Ausgestattet mit einer Zweidrittel-Mehrheit könne Magyar nun den Rechtsstaat in Ungarn wiederherstellen. Die von der EU seit Jahren blockierten Fördermittel in Höhe von rund 17 Milliarden Euro sollten daher zügig freigegeben werden, forderte er.

Sieg gehört auch Journalisten und Aktivisten, betonen Linke und Grüne

Dafür setzt sich auch Metin Hakverdi (SPD) ein. Er sprach von einem "demokratischen Aufbruchssignal". Mit Blick auf die Entscheidungsprozesse in der EU mahnte er, Europa müsse die Gelegenheit nutzen, endlich "geopolitikfähig zu werden".

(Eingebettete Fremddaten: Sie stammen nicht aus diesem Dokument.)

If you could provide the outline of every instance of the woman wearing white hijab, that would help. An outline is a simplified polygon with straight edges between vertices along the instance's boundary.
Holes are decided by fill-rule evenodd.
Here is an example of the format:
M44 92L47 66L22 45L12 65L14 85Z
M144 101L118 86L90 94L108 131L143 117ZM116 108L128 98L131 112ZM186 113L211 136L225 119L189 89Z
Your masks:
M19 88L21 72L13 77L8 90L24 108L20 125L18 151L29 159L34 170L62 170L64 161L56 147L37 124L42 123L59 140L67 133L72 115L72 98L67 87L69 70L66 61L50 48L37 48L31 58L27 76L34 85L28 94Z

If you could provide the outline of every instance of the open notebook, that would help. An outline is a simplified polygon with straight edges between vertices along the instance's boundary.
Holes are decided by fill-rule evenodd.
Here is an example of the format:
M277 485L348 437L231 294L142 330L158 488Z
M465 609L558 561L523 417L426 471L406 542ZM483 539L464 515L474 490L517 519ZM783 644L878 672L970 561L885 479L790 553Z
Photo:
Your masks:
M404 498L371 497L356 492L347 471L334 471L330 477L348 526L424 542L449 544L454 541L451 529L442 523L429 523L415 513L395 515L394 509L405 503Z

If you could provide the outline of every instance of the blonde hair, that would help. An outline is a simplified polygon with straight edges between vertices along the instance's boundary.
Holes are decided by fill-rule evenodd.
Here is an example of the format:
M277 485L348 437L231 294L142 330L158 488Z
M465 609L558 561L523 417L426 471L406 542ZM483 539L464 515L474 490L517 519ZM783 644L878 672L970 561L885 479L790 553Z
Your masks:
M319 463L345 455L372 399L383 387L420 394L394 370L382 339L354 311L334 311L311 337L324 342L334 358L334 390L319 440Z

Agnieszka Brugger (Grüne) sprach sich ebenfalls für rasche Reformen aus. Die Verhältnisse in Europa könnten sich jederzeit wieder ändern, die EU dürfe sich nach der Abwahl Orbáns nicht zurücklehnen und denken, "der Spuk ist vorbei".

Wie Janina Böttger (Linke) betonte Brugger, der Sieg gehöre nicht allein Magyar, sondern auch jenen Journalisten und Aktivisten, die sich trotz Einschüchterung gegen das autokratische System Orbán gewehrt hätten. Insgesamt zeige die Wahl, dass "Entwicklungen hin zu mehr rechtspopulistischen, rechtsextremen und autoritären Regierungen nicht in Stein gemeißelt sind", urteilte Böttger.

Magyar hat bereits zugesagt, kein Veto mehr gegen den Ukraine-Kredit einzulegen. Finanziell beteiligen will sich das Land aber weiterhin nicht. Anders als von der EU erhofft, ist Magyar auch gegen einen raschen EU-Beitritt der Ukraine. Ob er der Partner wird, den die EU sich wünscht, muss sich erst noch zeigen.